An image of the Virgin Mary produces myrrh. There's no explanation for it. Yet, for those who believe -- it's a miracle.
"It's made us, perhaps, more humble towards God and the church," said parishioner Coco Wiel. "We've started to realize we have a much bigger responsibility to take care of the parish."
It's known as the Iveron Icon of the Holy Theotokos. But, to parishioners, it's simply a miracle.
It's an image of the Mother Mary and Christ child that, for reasons unexplainable, produces myrrh. Small drops that smell like roses.
"Drops that appear like dew, like dew on grass," said Father Antole Lyovin of the Holy Theotokos of Iveron Russian Orthodox Church. "A drop appears here, a drop appears there. And it starts flowing down. So, how can you fake that?"
The icon is actually a smaller reproduction of the original that resides in Greece. It, too, streams myrrh.
Hawaii's icon began streaming the oil-like substance five years ago, on the 15th anniversary of the death of its original keeper, Brother Jose Munoz, who had wanted to visit the church in Honolulu named after the icon, but never made it to the islands.
"He asked Holy Mother Virgin Mary to bless our community just the same. So that's what we think," said Father Lyovin.

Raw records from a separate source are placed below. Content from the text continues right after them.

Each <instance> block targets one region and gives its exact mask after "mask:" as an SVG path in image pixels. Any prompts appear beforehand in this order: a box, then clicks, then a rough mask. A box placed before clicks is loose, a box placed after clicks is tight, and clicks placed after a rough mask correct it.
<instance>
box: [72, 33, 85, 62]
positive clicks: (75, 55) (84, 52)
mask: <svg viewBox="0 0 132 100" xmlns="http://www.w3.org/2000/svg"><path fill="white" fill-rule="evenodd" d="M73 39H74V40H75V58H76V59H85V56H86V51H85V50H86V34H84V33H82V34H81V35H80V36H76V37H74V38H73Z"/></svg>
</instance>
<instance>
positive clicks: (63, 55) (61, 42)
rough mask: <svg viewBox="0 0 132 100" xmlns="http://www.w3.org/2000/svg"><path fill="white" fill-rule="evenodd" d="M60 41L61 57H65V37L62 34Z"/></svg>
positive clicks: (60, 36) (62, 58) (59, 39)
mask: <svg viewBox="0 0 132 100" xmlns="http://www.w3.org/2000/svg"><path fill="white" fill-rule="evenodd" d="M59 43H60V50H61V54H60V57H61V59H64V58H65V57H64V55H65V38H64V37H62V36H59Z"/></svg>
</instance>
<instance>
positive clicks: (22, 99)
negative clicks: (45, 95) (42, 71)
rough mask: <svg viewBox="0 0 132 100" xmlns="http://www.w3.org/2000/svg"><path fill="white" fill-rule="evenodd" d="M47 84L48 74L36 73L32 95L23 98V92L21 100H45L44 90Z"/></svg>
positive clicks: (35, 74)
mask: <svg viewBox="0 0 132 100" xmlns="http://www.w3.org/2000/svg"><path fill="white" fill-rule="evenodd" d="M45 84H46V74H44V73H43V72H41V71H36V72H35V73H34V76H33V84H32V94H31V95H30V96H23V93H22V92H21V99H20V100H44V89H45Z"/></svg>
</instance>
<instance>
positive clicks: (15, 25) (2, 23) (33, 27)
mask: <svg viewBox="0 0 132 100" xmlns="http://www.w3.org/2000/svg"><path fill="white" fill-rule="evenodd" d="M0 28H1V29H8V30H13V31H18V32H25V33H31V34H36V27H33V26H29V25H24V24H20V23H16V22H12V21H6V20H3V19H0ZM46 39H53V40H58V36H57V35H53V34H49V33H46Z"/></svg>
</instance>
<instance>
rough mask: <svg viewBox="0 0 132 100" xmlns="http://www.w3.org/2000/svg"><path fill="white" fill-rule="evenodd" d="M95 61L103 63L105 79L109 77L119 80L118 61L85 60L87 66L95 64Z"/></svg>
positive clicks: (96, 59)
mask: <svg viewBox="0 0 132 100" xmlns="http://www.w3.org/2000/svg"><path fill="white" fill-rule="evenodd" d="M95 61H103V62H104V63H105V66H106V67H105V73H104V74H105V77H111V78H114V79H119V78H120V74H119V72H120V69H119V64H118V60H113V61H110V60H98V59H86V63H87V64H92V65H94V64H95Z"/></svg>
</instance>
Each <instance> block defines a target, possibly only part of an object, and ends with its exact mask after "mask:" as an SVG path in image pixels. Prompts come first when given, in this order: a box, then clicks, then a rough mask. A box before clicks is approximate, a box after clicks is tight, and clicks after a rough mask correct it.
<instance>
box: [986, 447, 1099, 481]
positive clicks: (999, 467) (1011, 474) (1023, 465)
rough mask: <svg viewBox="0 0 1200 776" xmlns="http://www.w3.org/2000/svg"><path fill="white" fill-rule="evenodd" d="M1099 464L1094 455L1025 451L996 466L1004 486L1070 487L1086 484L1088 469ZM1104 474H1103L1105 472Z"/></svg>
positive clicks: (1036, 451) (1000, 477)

For those who believe, the holy myrrh is credited with helping cure a young girl diagnosed with a brain tumor.
"We prayed, we anointed her with myrrh and everything. It was such a tragedy for the family," said Father Lyovin. "After the operations, the doctors said, turned out to be a very rare case in the United States. The first case where it turned out to be not so aggressive. After they cut it out, she went through chemo and now she's back with us."
Father Anatole says requests for the myrrh come from all over the world. The icon has been deemed a miracle by a committee of Orthodox priests who examined it themselves. Yet, the skeptics still abound.
"Even some of our parishioners, in the beginning, they look at it and said there ought to be a good scientific explanation for this," said Father Lyovin. "They're saying that they have a strong belief in science. Science doesn't allow beliefs. In the Gospel, sometimes says they have eyes but they cannot see. They have ears, but they don't hear. Because, I think even belief, to some extent, is sometimes a blessing."
And if that blessing isn't enough, this tiny parish in Kaka'ako not only has one miracle, but two. A wooden cross on an altar also streams myrrh.
"You can even see a little bit on the bottom here. We don't say that it weeps because weeping would be from the eyes," said Father Lyovin. "It was from the hands and you bless with hands, so we felt that was a blessing."
Not all do. The church understands.
"Those who don't, it's OK," said Wiel. "God will perhaps speak to you in a different way."
"Some people say well why don't you build a cathedral here if you're so blessed? The cathedral is not the blessing," said Father Lyovin. "The blessing is, how should I say, having like a family-like parish where we know each other like all related. People who come here, very many tourists come to us and they always say it's so cozy. I feel so good with you folks. We can live without the cathedral.
The icon is not housed at the church. It's carefully protected and travels quite a bit at the request of other churches.